Is het gezien die lastige diagnose dan wel nuttig om ze te proberen stellen? De wisselwerking tussen delict en diagnose blijkt nogal vaag. Zo kan “iemand met een score van 20 of 25 ook ontzettend gevaarlijk zijn”, zegt Hellebuyck, terwijl een psychopaat niet noodzakelijk (seksueel) geweld pleegt. Anders zou de inschatting van de Canadees Robert Hare, de grondlegger van PCL-R, wel erg deprimerend zijn: ongeveer 1 procent van de bevolking is psychopaat.

“De diagnose is vooral een uitstekende voorspeller naar recidives toe”, zegt Jeandarme. “Gooi het op een hoop met alle risicofactoren en psychopathie is de allerbelangrijkste.” Ook naar behandeling heeft het predicaat gevolgen. Die verloopt in het algemeen erg moeilijk, met veel incidenten, tegenwerkingen of zelfs pogingen om relaties aan te gaan, waardoor veel centra de groep psychopaten weigeren. “We hebben ons leren neerleggen bij die biologische verankering: we proberen niet meer om opnieuw empathie te kweken, dat heeft gewoon geen zin.”
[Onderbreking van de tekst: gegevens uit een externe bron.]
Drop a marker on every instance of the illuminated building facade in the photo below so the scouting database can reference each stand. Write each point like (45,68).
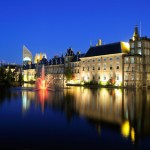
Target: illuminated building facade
(137,62)
(114,64)
(27,56)
(103,64)
(39,57)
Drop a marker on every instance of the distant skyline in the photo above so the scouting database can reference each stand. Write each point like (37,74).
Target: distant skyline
(52,26)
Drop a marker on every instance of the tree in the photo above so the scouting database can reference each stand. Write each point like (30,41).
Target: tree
(2,74)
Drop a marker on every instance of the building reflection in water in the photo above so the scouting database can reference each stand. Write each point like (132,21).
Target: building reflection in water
(128,111)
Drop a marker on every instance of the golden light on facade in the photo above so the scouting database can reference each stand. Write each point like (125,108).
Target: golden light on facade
(132,135)
(125,129)
(125,47)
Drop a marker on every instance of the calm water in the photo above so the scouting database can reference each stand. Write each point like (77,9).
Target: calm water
(76,118)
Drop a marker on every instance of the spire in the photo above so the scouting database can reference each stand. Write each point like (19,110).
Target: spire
(136,33)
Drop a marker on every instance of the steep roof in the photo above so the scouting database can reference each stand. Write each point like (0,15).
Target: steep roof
(77,57)
(113,48)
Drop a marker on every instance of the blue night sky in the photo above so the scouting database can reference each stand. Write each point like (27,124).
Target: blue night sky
(52,26)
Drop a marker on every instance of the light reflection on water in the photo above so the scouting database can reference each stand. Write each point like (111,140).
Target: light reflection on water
(125,111)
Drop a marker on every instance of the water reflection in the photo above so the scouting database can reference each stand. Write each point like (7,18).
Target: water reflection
(127,109)
(126,112)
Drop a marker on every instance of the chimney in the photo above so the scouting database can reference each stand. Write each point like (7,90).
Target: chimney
(99,43)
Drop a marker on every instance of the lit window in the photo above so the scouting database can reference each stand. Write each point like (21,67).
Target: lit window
(88,68)
(66,58)
(132,51)
(132,45)
(104,77)
(117,76)
(132,77)
(126,76)
(139,51)
(111,67)
(139,44)
(117,58)
(126,59)
(93,77)
(117,66)
(93,67)
(132,60)
(104,66)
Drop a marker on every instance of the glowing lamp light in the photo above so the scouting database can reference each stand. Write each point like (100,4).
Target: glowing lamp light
(125,129)
(132,135)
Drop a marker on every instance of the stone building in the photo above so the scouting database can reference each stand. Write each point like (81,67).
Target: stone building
(103,64)
(137,62)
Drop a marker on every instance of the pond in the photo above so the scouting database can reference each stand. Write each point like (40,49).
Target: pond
(74,118)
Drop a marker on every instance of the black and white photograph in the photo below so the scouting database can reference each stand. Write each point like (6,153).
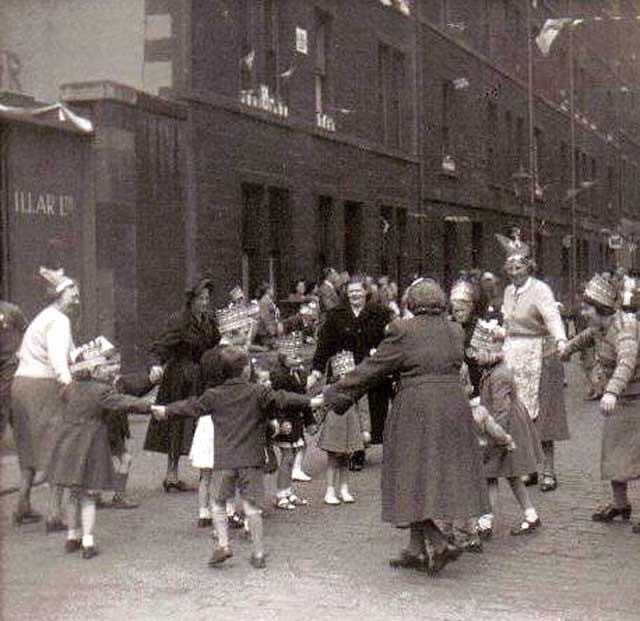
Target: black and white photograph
(319,309)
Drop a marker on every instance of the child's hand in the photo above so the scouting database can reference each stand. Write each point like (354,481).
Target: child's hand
(159,412)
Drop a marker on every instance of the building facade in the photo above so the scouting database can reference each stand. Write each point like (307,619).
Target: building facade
(262,140)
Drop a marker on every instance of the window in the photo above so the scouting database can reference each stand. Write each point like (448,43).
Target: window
(446,115)
(323,23)
(270,30)
(383,71)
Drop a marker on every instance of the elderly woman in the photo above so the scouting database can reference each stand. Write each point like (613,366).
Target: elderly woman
(432,466)
(534,336)
(614,333)
(179,349)
(41,383)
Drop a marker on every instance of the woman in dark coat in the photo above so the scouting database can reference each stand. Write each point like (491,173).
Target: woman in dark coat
(432,466)
(179,349)
(357,326)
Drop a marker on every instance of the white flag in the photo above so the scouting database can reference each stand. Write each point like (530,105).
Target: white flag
(549,32)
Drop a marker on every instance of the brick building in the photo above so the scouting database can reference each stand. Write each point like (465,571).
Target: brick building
(266,139)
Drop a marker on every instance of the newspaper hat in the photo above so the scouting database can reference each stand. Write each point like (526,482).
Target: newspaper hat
(601,292)
(238,317)
(56,280)
(96,353)
(342,363)
(486,338)
(291,345)
(462,291)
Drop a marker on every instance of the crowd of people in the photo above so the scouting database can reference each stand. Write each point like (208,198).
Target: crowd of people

In die zin lijkt het toetsen van psychopathie bij iemand als Bakelmans minder relevant om een gepleegde misdaad te verklaren, maar eerder om de toekomstige aanpak beter af te stemmen. “En gezien de signalen in de richting van psychopathie wijzen, zou ik die test alleszins opnemen in het prioriteitenbakje”, besluit Declercq.